O montante resulta da soma de R$ 17,73 bilhões em 19.191 projetos incentivados (renúncia fiscal) e R$ 4,36 bilhões em 7 392 projetos não incentivados (recurso direto do governo). De acordo com a fiscalização, o passivo de projetos nessa situação é crescente, o que fragiliza o controle sobre o uso de recursos públicos.

No caso do Ministério, o TCU apontou um cenário com acúmulo de processos pendentes e ausência de mecanismos eficazes de controle de prazos.
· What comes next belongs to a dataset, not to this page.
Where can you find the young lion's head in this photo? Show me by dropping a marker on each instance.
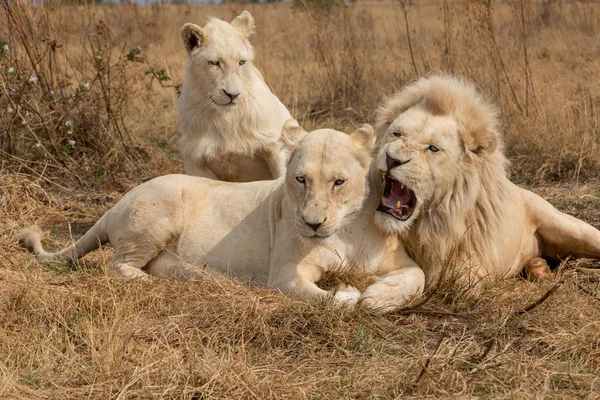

A demora na análise, que pode ultrapassar anos, eleva o risco de perda do direito de cobrança de valores eventualmente devidos ao erário, segundo a Corte.

A Ancine também apresentou atrasos relevantes, embora o Tribunal tenha destacado iniciativas tecnológicas em curso para aprimorar a análise de prestações de contas, incluindo o uso de ferramentas automatizadas.

"O acompanhamento permite detectar omissões, atrasos e inconsistências na análise das prestações de contas", afirmou o relator do processo, ministro Augusto Nardes.

Diante dos achados, o tribunal determinou a adoção de medidas para priorizar processos com risco iminente de prescrição, implementar sistemas de monitoramento de prazos e revisar procedimentos internos, com o objetivo de reduzir o passivo e fortalecer a fiscalização.